IT HAS come 20 years too late.

That was the reaction of a former detective who worked in the team hunting the Yorkshire Ripper to the release of the official report into the controversial investigation.

Lawrence Byford's probe into the police handling of the inquiry was released this week, in response to a request under the Freedom Of Information Act.

The report was completed in December 1981, after Peter Sutcliffe had been jailed for killing 13 women, and attempting to murder another seven between 1975 and 1980. But it had not made public until now.

Wally Norton, who worked on the investigation, and is now deputy leader of Selby District Council, said the public should not have had to wait so long to see the previously secret document.

He said: "I think it should have been released at the time, rather than having to wait for an FOI Act request 20 years later.

"There is less point now all it is now is for the benefit of people like me saying we could have told them that at the outset."

Coun Norton recently told The Press how he had been driven out of the police force by the "incompetence" of his senior officer, George Oldfield. He said Assistant Chief Constable Oldfield's "mishandling" of the case left him disgruntled, and led to him leaving the force in 1980, aged just 43.
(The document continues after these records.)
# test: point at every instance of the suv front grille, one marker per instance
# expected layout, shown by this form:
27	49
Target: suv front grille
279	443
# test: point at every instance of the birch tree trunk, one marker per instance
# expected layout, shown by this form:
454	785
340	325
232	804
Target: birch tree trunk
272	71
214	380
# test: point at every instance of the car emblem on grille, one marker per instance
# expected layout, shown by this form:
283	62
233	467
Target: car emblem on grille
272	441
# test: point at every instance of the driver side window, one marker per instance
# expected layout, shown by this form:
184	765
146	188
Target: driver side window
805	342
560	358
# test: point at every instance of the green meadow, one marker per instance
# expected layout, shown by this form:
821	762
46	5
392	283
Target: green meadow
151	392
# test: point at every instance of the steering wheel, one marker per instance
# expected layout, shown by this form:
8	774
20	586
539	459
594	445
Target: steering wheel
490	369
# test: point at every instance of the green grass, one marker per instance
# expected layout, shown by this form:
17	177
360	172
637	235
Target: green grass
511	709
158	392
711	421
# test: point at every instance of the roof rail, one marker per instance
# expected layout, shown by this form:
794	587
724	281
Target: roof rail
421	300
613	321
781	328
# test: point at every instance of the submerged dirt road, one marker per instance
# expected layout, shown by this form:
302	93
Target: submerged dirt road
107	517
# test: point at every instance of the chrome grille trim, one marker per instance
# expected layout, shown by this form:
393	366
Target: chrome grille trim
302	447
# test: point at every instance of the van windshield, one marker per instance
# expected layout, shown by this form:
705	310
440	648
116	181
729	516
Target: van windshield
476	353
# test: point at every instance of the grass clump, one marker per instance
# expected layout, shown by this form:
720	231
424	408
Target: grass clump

Speaking to The Press again yesterday, Coun Norton said: "There is no doubt he Sutcliffe should have been caught a lot earlier.

"The evidence was there all the time and people were giving information.

"Look at how many times he was interviewed by police and how many times his vehicle was sighted.

"Whatever way you look at it, Oldfield was not a detective. He was an admin man.

"He was the wrong man in the wrong place, but he had that ability to convince people that he was right.

"People like the chief constable followed him into the abyss, and I do not know why.

"It was a shambles that's my view. The whole inquiry was just badly run because one man felt he could do it alone."

Coun Norton said he did not want to comment on the specifics of the Byford Report until he had read the 159-page document.